Shlog Commandment #1: No Bro-ing

Do not bro me.  Also, related, do not brah me.

Bro is often used to soften the blow of something unneccessarily evil someone has just said to me after they realize it was evil but just before the evil sentence is completed.  Example: Don’t tell me I shouldn’t buy an iPhone.  I don’t tell you how to spend YOUR money…bro.

Bro is also used frequently as an expression of closeness between strangers and me, strangers who I am not close to, strangers who are not related to me in any way that I am aware of.  Example: I just love you, bro.

Bro is short for brother.  It is used by people either very concerned with the efficiency of language or with talking like everyone else.
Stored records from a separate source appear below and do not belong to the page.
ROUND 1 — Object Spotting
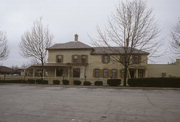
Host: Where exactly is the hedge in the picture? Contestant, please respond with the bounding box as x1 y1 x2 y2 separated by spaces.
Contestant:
73 80 81 85
107 79 121 86
0 80 26 83
0 79 48 84
128 78 180 88
94 81 103 86
83 81 91 86
62 80 69 85
53 80 60 85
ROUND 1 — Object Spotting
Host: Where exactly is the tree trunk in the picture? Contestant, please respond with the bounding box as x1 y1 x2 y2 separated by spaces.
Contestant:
41 60 44 79
123 64 128 86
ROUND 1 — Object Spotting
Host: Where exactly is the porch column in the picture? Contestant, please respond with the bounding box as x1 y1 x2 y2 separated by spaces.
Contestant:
33 68 36 78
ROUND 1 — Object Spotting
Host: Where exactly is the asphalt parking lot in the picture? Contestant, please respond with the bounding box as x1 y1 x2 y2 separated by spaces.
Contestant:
0 84 180 122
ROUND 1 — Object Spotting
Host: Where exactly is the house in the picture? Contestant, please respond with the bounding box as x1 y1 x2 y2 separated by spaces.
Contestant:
29 34 149 84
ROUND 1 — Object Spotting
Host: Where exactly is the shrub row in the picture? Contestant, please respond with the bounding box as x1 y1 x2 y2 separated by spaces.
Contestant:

Bro was brought into the American Christian subculture by fraternity guys who got saved after waking up too many times in partially digested Corona, and became youth ministers or emergent church pastors with a testimony.  Thus the frequent use of bro among youth ministers and emergent church pastors who like beer.

Bro evolved, about three years ago, at a Young Life meeting just outside of Dallas into the more laid back and less intelligible brah.  No one’s sure how this occurred.  Southwestern Theological Seminary is studying this evil linguistic transformation as I type.  Truett Seminary is developing course work on its proper use in the pulpit, based upon research into its probable frequent utterance by early church fathers and using Kyle Lake as their contemporary model.

But, regardless, don’t bro or brah me.